Costs have been coming down
for PV, but systems are not yet economically viable in areas that are
connected to the electricity grid. Viridian has calculated the payback
to be in the region of 200 years.
8.
Wind Turbines
It is possible to buy smaller wind turbines for domestic use. A windmill
at the top of a tower turns an alternator, and generates DC electricity.

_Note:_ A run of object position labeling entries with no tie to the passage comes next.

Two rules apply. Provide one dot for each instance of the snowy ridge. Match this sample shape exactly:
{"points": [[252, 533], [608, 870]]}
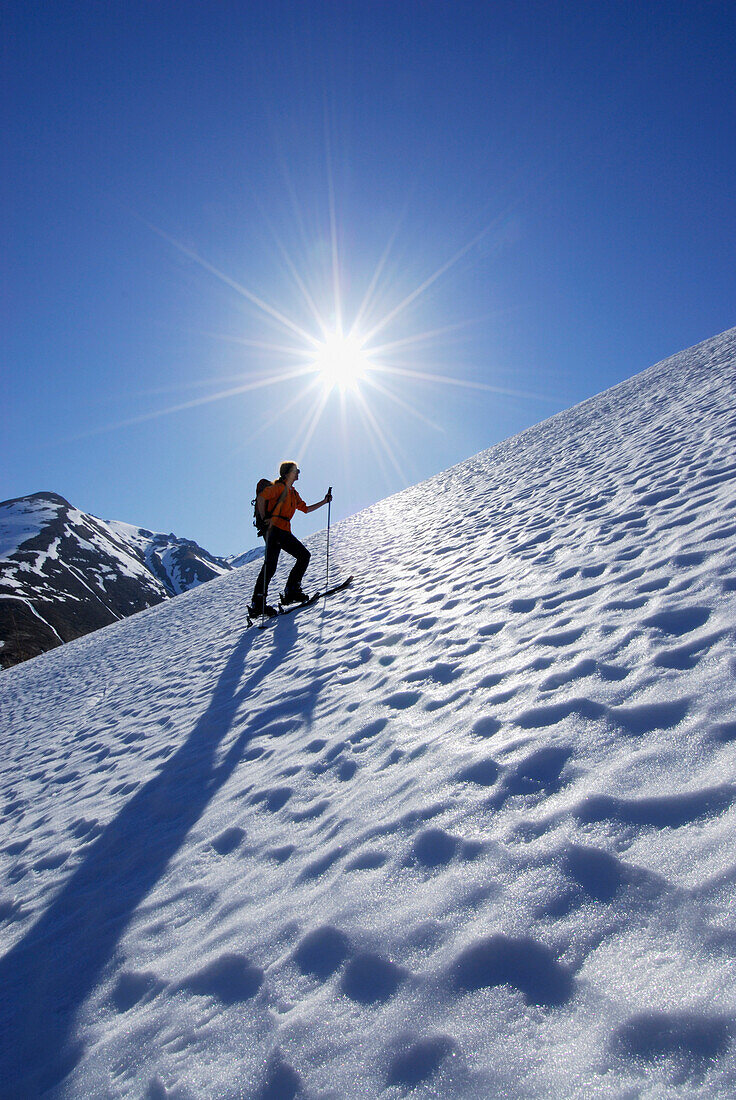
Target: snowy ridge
{"points": [[464, 831], [64, 572]]}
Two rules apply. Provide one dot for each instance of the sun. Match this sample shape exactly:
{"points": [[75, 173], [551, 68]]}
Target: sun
{"points": [[341, 361]]}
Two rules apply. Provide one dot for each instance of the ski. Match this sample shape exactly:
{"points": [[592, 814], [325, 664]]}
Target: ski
{"points": [[298, 607]]}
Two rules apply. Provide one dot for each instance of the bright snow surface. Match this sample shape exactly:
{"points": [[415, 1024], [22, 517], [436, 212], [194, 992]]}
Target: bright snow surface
{"points": [[467, 829]]}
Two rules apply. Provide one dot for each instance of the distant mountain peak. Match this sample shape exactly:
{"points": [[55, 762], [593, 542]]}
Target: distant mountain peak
{"points": [[64, 572]]}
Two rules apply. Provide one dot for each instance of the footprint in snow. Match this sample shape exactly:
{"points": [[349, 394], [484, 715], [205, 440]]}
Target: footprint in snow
{"points": [[418, 1059], [368, 860], [668, 811], [228, 840], [322, 952], [523, 964], [274, 799], [282, 1081], [679, 620], [133, 987], [228, 979], [402, 700], [540, 771], [683, 1036], [371, 979], [483, 772]]}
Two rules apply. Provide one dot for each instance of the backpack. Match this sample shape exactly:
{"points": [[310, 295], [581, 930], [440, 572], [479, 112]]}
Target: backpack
{"points": [[260, 525]]}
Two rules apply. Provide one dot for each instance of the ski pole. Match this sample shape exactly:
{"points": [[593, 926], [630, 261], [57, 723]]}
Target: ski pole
{"points": [[329, 507]]}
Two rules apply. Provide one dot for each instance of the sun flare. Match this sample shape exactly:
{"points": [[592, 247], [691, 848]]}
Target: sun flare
{"points": [[341, 361]]}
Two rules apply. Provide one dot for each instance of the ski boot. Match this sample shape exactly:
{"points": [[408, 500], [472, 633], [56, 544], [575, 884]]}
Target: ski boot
{"points": [[296, 595], [260, 607]]}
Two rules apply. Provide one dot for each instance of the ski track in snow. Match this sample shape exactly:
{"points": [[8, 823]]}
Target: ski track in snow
{"points": [[463, 831]]}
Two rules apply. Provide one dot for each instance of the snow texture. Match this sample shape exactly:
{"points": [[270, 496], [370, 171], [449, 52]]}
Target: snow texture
{"points": [[464, 831]]}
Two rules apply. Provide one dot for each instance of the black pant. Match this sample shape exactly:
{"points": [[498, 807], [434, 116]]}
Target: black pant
{"points": [[277, 540]]}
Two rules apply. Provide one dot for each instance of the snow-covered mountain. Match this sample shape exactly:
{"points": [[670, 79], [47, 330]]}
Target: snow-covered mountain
{"points": [[64, 572], [467, 829]]}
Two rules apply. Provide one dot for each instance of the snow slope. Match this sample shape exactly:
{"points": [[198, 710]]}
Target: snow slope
{"points": [[467, 831]]}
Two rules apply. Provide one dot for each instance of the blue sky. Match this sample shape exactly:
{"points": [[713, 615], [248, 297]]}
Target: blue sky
{"points": [[539, 198]]}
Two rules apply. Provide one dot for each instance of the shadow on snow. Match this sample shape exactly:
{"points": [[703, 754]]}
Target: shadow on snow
{"points": [[45, 978]]}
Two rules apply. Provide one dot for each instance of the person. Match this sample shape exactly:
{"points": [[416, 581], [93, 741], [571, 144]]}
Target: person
{"points": [[276, 505]]}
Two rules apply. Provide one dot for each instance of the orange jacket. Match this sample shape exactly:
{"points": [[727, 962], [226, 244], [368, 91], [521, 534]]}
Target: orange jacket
{"points": [[281, 514]]}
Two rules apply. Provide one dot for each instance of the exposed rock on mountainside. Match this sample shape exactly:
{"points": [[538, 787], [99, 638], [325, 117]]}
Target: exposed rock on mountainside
{"points": [[64, 573]]}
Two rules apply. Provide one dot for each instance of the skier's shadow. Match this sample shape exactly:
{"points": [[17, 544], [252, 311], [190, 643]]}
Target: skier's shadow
{"points": [[45, 978]]}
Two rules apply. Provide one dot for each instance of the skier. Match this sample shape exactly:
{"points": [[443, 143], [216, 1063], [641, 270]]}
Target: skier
{"points": [[276, 505]]}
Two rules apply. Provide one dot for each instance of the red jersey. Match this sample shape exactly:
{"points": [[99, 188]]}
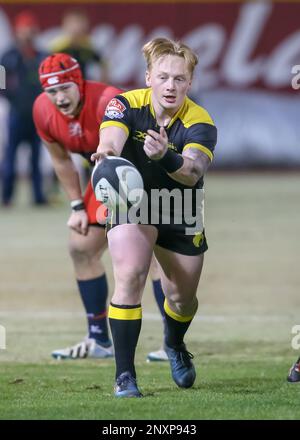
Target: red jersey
{"points": [[81, 133]]}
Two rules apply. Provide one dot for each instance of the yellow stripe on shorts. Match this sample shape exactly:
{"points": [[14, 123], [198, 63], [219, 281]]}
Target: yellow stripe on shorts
{"points": [[125, 314]]}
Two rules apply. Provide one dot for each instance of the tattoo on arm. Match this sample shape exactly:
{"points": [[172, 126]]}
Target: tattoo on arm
{"points": [[199, 161]]}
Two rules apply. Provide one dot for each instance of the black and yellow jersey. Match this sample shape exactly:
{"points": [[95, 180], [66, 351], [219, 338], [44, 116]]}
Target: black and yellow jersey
{"points": [[191, 127]]}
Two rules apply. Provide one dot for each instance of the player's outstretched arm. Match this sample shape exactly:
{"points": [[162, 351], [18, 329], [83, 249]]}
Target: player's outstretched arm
{"points": [[112, 141], [69, 179], [187, 168]]}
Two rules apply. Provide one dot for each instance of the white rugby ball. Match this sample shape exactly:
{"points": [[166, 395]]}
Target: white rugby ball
{"points": [[117, 183]]}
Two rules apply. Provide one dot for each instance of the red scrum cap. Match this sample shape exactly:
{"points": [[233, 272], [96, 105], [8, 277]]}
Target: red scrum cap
{"points": [[25, 19], [60, 68]]}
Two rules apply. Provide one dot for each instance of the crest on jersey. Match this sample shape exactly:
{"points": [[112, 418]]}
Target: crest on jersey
{"points": [[115, 109], [75, 129]]}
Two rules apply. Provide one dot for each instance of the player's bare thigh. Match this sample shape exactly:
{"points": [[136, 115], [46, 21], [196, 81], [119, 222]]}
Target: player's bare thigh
{"points": [[86, 252], [180, 275], [131, 248]]}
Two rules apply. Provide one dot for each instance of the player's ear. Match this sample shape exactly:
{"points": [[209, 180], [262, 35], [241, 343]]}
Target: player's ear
{"points": [[147, 78]]}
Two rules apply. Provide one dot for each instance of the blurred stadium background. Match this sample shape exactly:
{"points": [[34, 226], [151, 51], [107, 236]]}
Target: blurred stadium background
{"points": [[249, 295]]}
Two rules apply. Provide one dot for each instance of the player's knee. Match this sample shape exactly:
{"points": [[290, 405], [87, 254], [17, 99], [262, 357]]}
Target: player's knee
{"points": [[183, 304], [131, 280]]}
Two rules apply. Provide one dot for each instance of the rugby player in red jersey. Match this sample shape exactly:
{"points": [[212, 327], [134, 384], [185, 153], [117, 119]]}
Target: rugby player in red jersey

Conversion to AC and storing the electricity for times of demand are
considerations for wind power just the same as for Photovoltaics.
Turbines
need to be installed some distance from buildings, trees or other barriers
which would interfere with the wind. There are also likely to be planning
restrictions on the erection of tall towers in built up areas. For these
reasons they are most likely to be practical in more remote locations.
9.
Grid Renewable Electricity
Since the government has placed a renewable electricity obligation on
the electricity companies, many have started to offer green electricity
to consumers. Homeowners can purchase their electricity on plans that
guarantee that the energy they consume will be matched by the purchase
of equivalent energy from renewable energy sources such as wind farms
or hydroelectricity.
Large wind
turbines such as those found in commercial wind farms are now extremely
competitive with fossil fuel based generation, and there is often no
cost penalty to the consumer for choosing green electricity.
10.
District Combined Heat and Power
Combined heat and power (CHP) is a very efficient way of generating
electricity. Fuel is burnt to raise steam, which drives a turbine to
generate electricity. Waste heat from the process is recovered and used
to provide heat and hot water to local housing. In this way 80% of the
energy in the fuel is put to good use, rather than 60% in the most efficient
plants that produce electricity alone.
Of course
if the fuel used is a fossil fuel, it is the increased efficiency that
is attractive, however some district CHP facilities use wood from managed
forestry to produce truly renewable energy
11.
Micro Combined Heat and Power
A number of companies are working on systems for the home that burn
fuel (usually natural gas) and generate electricity before recovering
the heat to heat the house. They can be thought of as a new type of
boiler that gives a little bit of electricity on the side.
The technology
varies in the way that the electricity is generated. Some use a Stirling
cycle engine that works on heating and cooling air in cylinders to drive
pistons, others use tiny versions of the gas turbines used in larger
power stations.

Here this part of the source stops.